We are entering the third phase of generative AI. First came the chatbots, followed by the assistants. Now we are beginning to see agents: systems that aspire to greater autonomy and can work in “teams” or use tools to accomplish complex tasks.
The latest hot product is OpenAI’s ChatGPT agent. This combines two pre-existing products (Operator and Deep Research) into a single more powerful system which, according to the developer, “thinks and acts”.
These new systems represent a step up from earlier AI tools. Knowing how they work and what they can do – as well as their drawbacks and risks – is rapidly becoming essential.
From chatbots to agents
ChatGPT launched the chatbot era in November 2022, but despite its huge popularity the conversational interface limited what could be done with the technology.

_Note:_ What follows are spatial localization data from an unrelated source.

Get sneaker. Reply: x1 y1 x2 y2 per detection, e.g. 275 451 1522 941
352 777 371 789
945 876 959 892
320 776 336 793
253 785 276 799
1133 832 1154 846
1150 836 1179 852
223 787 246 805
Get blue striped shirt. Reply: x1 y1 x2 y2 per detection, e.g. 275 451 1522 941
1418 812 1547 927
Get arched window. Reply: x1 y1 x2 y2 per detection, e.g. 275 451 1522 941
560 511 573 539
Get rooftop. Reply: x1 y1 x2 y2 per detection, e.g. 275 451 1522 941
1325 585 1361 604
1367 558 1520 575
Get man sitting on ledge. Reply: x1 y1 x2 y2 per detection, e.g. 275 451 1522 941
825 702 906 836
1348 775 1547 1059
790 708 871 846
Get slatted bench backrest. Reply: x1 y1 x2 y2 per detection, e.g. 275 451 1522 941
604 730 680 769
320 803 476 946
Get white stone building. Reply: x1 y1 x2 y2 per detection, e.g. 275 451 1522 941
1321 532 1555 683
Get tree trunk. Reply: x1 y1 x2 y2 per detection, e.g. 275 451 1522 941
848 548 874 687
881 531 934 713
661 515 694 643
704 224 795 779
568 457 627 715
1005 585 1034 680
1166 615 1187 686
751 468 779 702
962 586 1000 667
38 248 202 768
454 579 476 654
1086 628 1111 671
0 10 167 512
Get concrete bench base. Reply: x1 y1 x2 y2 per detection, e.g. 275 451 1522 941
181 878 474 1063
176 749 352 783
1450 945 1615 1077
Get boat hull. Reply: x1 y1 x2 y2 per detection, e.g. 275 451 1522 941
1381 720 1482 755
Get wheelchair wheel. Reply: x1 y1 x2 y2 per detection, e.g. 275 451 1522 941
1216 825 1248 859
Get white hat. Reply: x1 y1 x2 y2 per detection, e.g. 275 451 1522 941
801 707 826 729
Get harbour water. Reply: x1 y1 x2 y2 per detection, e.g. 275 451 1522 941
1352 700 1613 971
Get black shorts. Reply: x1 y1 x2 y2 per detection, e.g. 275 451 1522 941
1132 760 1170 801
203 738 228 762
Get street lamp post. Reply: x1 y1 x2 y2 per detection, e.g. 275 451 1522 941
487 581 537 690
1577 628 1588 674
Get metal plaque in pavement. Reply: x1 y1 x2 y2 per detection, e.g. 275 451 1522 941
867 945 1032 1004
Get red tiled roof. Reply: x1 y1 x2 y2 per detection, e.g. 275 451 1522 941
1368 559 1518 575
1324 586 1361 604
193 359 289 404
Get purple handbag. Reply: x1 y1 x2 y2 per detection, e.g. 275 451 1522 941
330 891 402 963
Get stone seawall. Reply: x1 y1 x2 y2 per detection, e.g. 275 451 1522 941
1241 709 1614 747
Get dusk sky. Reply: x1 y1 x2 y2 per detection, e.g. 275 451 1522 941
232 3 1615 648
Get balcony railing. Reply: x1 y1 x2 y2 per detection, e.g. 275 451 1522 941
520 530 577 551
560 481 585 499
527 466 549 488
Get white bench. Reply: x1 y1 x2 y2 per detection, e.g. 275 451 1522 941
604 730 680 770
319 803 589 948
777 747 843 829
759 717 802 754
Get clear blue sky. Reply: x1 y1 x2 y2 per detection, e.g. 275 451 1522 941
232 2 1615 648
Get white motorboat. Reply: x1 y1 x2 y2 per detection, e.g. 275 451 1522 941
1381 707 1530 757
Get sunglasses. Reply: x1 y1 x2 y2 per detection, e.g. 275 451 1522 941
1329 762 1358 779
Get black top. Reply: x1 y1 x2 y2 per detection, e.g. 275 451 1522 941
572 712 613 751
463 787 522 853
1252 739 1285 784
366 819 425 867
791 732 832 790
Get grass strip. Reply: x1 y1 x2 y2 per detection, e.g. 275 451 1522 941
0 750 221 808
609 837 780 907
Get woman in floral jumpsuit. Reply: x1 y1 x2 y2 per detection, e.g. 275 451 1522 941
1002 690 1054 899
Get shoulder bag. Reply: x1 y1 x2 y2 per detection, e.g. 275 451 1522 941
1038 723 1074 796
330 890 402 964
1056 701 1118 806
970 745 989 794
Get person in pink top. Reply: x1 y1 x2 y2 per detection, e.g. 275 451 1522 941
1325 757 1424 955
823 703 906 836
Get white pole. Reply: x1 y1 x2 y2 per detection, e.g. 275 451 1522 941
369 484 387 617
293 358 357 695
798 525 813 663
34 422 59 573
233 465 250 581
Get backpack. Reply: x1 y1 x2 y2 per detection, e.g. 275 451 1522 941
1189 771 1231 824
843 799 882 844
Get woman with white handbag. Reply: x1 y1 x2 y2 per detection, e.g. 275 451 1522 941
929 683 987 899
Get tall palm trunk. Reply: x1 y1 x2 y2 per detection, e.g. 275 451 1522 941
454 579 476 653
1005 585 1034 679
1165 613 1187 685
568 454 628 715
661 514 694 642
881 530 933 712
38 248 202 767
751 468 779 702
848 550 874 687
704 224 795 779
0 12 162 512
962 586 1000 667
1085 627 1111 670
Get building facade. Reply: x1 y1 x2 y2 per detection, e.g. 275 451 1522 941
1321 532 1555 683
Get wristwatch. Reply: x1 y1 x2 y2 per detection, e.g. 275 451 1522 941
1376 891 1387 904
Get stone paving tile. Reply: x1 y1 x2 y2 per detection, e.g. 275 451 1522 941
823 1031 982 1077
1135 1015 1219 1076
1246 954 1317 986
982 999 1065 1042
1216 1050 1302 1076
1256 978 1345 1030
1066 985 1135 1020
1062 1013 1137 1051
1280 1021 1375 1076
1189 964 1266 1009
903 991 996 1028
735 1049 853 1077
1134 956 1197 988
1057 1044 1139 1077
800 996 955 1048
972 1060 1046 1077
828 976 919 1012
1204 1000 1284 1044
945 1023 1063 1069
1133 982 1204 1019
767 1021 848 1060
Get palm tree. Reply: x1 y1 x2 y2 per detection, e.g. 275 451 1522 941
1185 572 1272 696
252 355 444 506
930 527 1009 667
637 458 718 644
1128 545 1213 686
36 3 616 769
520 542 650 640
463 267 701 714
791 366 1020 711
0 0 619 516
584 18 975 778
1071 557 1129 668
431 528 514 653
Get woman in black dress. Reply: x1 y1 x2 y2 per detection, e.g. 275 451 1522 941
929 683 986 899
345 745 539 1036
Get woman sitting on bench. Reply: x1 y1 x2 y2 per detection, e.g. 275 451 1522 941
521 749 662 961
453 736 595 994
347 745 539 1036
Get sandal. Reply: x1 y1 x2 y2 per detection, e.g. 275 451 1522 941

Enter the AI assistant, or copilot. These are systems built on top of the same large language models that power generative AI chatbots, only now designed to carry out tasks with human instruction and supervision.
Agents are another step up. They are intended to pursue goals (rather than just complete tasks) with varying degrees of autonomy, supported by more advanced capabilities such as reasoning and memory.
Multiple AI agent systems may be able to work together, communicating with each other to plan, schedule, decide and coordinate to solve complex problems.
Agents are also “tool users” as they can also call on software tools for specialised tasks – things such as web browsers, spreadsheets, payment systems and more.
A year of rapid development
Agentic AI has felt imminent since late last year. A big moment came last October, when Anthropic gave its Claude chatbot the ability to interact with a computer in much the same way a human does. This system could search multiple data sources, find relevant information and submit online forms.
Other AI developers were quick to follow. OpenAI released a web browsing agent named Operator, Microsoft announced Copilot agents, and we saw the launch of Google’s Vertex AI and Meta’s Llama agents.
Earlier this year, the Chinese startup Monica demonstrated its Manus AI agent buying real estate and converting lecture recordings into summary notes. Another Chinese startup, Genspark, released a search engine agent that returns a single-page overview (similar to what Google does now) with embedded links to online tasks such as finding the best shopping deals. Another startup, Cluely, offers a somewhat unhinged “cheat at anything” agent that has gained attention but is yet to deliver meaningful results.
Not all agents are made for general-purpose activity. Some are specialised for particular areas.
Coding and software engineering are at the vanguard here, with Microsoft’s Copilot coding agent and OpenAI’s Codex among the frontrunners. These agents can independently write, evaluate and commit code, while also assessing human-written code for errors and performance lags.
Search, summarisation and more
One core strength of generative AI models is search and summarisation. Agents can use this to carry out research tasks that might take a human expert days to complete.
OpenAI’s Deep Research tackles complex tasks using multi-step online research. Google’s AI “co-scientist” is a more sophisticated multi-agent system that aims to help scientists generate new ideas and research proposals.